Бакинская нефть — это был не только внутренний вопрос советской страны. Иностранные компании не теряли надежды вернуть принадлежавшие им до революции нефтяные промыслы. На Генуэзской конференции Запад одним из условий предоставления кредитов выдвинул возвращение промыслов прежним владельцам. Однако советская делегация отвергла это условие.

Комиссия ВСНХ признала состояние нефтяных промыслов катастрофическим: не хватало оборудования, машин, спецодежды, рабочие обитали в жалких лачугах, совершенно непригодных для жилья.

Иван Дмитриевич Орахелашвили впоследствии вспоминал: «День Сергея Мироновича начинался с того, что к нему приходил первый советский директор бакинских промыслов А. П. Серебровский… Тут же комната Мироныча превращалась в штаб хозяйственного руководства… Приходилось поднимать нефтяную промышленность… без механизмов, без средств, без людей.

День Кирова продолжался на промыслах, в рабочих кварталах. Вечер проходил в совещаниях, в переговорах по прямому проводу с центром, с тов. Орджоникидзе».

Привлечение большой труппы ученых во главе с академиком Губкиным, внедрение новых конструкций и технологий на нефтепромыслах, энтузиазм трудящихся позволили постоянно наращивать добычу «жидкого золота». Уже в 1926 году Советское правительство принимает решение о строительстве нефтепровода от Баку к Черному морю. Это было важным событием в развитии нефтяной промышленности Советского Союза.

При непосредственном участии Кирова решались в Азербайджане вопросы развития культуры, образования, развернулось жилищное строительство, благоустройство рабочих поселков, открывались школы.

Уже неоднократно цитируемый мной Н. А. Ефимов с иронией пишет: «Пятилетие после гражданской войны Киров провел в Баку, будучи с июля 1921 г. секретарем ЦК Компартии Азербайджана. Видное место в цельности в эти годы, естественно, занимала „борьба за нефть". В условиях восточного чинопочитания и лести Мария Львовна чувствовала себя в Баку, как обожаемая супруга всевластного наместника».

Как-то не по-мужски, не по-джентльменски так писать о Марии Львовне, так как это был невластный, мягкий, добрый, отзывчивый человек, к тому же работающий в комиссии по работе с беспризорниками. Ну а что касается нефти, то, к великому, кажется, огорчению Ефимова, Киров действительно боролся за увеличение ее добычи, бывал на нефтепромыслах почти ежедневно и даже участвовал в апреле 1922 года в тушении знаменитого пожара на Сураханских нефтяных промыслах в Баку.

И «наместником центра», увы, он не был, так как колоссальную роль в Азербайджане играл Нариман Наджавович Нариманов, коренной азербайджанец, врач по образованию.
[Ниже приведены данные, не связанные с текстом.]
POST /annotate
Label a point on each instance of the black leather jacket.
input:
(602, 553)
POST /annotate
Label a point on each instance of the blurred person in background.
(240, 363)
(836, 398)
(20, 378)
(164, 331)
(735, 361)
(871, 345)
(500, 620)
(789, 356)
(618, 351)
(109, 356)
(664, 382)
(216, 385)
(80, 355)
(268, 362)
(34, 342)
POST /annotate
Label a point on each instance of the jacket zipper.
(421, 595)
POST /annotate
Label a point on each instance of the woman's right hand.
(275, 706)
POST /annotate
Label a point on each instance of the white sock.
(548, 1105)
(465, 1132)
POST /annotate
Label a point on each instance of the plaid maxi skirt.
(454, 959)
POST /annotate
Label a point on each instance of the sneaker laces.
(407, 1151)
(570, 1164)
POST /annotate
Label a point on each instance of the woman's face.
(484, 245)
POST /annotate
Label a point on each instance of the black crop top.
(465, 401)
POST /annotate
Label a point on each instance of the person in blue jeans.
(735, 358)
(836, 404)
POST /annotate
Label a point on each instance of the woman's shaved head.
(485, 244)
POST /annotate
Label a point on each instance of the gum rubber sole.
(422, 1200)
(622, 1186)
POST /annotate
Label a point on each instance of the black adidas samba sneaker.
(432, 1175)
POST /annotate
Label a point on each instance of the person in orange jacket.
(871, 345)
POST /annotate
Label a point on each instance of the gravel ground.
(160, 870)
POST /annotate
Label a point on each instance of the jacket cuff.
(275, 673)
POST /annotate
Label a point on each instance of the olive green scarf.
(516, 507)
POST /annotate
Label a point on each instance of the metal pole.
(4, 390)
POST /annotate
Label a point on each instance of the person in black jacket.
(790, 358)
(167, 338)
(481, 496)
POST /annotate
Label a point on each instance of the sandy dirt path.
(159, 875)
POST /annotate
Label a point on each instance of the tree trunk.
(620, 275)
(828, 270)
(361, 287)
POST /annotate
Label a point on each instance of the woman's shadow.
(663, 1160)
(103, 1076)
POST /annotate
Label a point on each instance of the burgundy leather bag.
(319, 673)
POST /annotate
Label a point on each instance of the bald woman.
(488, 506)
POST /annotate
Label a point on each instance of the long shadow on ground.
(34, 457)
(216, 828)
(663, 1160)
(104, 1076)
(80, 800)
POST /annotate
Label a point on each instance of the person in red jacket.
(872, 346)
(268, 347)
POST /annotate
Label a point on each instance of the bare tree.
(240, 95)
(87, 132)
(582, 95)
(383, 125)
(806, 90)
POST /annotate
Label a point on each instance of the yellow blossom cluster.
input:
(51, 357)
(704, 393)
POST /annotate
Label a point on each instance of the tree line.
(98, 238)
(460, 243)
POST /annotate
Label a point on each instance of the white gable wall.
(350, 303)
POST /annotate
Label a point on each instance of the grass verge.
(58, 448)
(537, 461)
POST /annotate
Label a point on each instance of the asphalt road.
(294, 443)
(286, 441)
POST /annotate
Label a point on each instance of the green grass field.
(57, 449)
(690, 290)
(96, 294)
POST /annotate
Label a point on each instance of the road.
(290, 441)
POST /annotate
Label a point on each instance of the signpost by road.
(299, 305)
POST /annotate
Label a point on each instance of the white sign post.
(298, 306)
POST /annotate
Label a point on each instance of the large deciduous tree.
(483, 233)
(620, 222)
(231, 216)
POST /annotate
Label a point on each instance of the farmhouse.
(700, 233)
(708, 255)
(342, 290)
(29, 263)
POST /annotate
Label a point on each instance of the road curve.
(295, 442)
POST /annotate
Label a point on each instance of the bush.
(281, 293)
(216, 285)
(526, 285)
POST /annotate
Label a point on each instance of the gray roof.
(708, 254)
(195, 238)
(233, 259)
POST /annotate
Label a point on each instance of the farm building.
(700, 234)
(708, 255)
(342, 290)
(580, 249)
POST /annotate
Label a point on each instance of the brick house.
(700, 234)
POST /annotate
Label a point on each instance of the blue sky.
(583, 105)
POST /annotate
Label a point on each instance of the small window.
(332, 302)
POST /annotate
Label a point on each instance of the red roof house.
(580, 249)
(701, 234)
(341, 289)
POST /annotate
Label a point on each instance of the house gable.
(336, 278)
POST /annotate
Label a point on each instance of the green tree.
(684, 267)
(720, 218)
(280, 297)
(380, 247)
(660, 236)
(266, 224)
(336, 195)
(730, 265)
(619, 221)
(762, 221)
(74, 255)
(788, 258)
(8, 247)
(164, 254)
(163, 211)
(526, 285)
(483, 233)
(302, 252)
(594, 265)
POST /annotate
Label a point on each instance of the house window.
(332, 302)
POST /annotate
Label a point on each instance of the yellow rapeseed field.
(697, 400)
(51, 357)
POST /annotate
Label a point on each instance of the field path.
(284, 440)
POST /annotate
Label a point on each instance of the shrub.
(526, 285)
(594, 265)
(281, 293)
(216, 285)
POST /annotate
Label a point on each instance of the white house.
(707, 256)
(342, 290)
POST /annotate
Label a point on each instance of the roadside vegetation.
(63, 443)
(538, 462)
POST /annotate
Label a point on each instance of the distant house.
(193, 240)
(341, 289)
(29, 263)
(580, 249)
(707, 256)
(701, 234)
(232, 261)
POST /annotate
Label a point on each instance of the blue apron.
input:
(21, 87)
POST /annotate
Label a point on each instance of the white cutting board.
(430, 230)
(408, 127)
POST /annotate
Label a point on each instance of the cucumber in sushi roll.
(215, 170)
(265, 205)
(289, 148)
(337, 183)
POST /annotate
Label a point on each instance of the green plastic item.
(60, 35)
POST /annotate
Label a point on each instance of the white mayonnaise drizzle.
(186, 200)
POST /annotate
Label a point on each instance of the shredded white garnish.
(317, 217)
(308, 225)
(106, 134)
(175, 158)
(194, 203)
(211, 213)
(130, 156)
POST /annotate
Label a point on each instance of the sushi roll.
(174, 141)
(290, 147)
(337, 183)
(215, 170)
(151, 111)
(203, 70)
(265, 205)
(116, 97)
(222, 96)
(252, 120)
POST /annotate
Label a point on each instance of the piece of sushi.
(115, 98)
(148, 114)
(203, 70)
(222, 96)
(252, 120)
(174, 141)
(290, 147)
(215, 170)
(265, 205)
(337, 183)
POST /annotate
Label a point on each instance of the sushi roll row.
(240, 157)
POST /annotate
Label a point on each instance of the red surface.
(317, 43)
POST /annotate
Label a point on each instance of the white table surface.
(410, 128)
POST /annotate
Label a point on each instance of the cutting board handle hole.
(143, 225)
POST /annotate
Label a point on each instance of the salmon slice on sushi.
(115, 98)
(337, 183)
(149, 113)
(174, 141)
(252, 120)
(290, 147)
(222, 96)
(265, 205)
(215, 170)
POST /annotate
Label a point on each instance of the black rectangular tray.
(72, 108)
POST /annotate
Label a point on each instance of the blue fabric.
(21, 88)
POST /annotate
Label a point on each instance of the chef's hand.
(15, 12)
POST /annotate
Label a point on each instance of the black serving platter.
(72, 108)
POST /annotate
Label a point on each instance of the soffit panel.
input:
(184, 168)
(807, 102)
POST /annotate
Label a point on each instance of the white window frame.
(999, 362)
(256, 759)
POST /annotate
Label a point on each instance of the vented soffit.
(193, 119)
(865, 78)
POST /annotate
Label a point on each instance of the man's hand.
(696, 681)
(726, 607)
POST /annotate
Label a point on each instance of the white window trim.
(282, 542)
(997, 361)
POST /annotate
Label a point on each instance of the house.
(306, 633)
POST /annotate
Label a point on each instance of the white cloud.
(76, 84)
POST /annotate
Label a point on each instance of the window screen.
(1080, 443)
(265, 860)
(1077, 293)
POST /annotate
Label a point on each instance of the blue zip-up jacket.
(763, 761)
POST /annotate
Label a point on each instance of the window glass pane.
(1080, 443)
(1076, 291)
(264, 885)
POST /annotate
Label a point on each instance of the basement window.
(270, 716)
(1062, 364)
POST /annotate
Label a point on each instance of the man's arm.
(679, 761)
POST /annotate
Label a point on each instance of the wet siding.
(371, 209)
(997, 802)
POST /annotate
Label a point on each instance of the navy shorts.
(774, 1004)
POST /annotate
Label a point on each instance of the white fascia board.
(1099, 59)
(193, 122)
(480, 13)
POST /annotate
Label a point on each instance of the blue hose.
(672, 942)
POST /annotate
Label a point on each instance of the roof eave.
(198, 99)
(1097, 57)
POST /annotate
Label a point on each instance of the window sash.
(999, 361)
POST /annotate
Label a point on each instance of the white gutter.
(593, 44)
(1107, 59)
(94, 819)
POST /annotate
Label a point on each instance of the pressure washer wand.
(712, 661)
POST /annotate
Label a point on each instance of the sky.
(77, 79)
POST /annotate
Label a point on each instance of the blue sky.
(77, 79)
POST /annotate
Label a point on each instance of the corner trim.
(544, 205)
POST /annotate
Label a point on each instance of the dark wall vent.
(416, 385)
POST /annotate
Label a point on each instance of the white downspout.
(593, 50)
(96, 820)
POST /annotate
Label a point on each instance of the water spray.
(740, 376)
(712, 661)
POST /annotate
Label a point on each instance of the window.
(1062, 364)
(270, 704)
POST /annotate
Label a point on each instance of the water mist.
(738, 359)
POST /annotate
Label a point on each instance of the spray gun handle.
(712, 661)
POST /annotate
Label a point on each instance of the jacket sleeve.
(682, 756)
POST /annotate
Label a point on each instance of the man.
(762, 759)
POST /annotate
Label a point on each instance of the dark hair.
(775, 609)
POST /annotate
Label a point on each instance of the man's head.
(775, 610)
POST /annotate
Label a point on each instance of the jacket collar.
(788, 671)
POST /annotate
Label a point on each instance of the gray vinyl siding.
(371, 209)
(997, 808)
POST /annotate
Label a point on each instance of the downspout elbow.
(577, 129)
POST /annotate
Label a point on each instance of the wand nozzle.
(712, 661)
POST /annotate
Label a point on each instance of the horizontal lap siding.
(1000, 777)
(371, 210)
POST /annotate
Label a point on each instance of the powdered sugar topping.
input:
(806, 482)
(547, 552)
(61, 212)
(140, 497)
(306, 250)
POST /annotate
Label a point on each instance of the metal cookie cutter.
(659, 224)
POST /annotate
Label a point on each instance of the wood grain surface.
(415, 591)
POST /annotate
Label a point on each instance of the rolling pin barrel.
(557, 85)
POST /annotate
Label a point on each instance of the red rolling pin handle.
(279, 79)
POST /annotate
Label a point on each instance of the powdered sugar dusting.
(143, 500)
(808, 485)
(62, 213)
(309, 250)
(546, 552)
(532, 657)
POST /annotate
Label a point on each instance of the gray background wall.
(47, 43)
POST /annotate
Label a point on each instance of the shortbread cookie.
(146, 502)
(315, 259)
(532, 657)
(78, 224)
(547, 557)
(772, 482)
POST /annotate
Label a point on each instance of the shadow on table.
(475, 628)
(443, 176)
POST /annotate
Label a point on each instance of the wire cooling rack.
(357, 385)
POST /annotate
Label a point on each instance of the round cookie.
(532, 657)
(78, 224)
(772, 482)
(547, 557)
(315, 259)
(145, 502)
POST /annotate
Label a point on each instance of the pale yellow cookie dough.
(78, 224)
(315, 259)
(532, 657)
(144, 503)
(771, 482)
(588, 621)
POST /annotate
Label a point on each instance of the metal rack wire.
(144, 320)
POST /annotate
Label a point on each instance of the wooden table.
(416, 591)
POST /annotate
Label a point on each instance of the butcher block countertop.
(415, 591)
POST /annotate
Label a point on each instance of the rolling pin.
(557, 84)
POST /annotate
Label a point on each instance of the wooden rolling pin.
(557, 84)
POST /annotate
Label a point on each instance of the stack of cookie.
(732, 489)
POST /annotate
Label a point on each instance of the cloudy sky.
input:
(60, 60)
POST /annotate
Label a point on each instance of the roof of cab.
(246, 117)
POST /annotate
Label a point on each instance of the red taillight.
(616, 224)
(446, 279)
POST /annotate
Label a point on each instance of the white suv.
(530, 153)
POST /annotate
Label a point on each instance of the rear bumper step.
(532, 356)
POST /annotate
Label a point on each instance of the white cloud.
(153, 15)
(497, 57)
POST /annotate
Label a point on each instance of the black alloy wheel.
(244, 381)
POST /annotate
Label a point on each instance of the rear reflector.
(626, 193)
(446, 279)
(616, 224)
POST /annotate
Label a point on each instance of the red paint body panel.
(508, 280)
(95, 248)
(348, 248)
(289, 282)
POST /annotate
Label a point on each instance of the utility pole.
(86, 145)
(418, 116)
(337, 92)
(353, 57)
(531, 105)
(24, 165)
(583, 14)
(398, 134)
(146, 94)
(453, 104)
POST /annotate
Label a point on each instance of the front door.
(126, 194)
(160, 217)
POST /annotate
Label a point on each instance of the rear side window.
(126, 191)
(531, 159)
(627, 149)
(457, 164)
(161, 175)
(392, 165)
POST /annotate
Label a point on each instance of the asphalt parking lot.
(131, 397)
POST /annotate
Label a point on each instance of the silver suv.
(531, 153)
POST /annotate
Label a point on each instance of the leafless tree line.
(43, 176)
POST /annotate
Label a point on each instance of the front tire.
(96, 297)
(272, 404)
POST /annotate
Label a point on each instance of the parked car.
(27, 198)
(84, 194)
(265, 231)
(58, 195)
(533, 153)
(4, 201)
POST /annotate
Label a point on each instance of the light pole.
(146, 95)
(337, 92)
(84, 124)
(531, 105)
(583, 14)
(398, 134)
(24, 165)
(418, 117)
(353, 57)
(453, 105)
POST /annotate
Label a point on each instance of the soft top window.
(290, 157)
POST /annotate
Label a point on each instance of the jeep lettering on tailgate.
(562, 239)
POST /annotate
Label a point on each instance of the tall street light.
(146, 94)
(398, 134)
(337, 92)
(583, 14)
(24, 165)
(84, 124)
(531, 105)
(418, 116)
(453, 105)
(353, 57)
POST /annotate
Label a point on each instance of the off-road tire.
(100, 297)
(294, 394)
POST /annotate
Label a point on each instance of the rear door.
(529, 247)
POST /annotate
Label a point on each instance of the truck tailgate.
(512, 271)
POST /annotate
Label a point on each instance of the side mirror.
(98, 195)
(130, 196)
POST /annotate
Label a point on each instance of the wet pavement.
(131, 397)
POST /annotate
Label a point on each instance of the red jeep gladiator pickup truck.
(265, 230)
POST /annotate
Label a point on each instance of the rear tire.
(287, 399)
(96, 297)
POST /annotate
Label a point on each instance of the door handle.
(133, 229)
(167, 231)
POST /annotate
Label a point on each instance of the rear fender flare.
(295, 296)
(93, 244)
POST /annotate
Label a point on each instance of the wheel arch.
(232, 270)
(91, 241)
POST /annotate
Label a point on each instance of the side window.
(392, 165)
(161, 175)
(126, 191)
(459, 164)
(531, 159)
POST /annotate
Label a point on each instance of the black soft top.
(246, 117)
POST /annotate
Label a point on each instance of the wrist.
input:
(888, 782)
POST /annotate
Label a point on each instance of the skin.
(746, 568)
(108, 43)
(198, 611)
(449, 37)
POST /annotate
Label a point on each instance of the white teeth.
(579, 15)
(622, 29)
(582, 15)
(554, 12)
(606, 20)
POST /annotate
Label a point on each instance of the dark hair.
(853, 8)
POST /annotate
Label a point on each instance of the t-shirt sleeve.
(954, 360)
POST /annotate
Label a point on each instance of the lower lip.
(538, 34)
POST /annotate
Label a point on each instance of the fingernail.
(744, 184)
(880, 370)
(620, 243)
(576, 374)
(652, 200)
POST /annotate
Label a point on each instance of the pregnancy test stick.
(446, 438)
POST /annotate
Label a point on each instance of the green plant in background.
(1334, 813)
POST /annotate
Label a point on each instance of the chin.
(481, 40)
Не были простыми и национальные отношения в Азербайджане. Киров хорошо понимал это и старался предотвратить возникновение конфликтов на национальной почве. «В ЦК, — писал он секретарю Ленкоранского укома, — поступили сведения о том, что будто бы у Вас в Ленкоранской организации не совсем благополучно обстоят дела в том отношении, что не совсем нормальны взаимоотношения между тюркской и русской частью организации… Надо выяснить корни этого явления и устранить их…»

Прекрасно улавливая политическую ситуацию, Киров немало сделал для преодоления негативных явлений в национальных отношениях многонационального региона. А их было немало: национальная и резная рознь создавали атмосферу недоверия народов друг к другу, разжигали чувство национального эгоизма; пестрота в уровне экономического развития отдельных районов влияла на национальные отношения, осложняла работу партийных и советских учреждений. Негативные явления в национальных отношениях, обычаи кровной мести широко использовались теми, кто был недоволен установлением советской власти. То в одном, то в другом регионе Кавказа вспыхивали восстания, в основе которых лежали национальные отношения.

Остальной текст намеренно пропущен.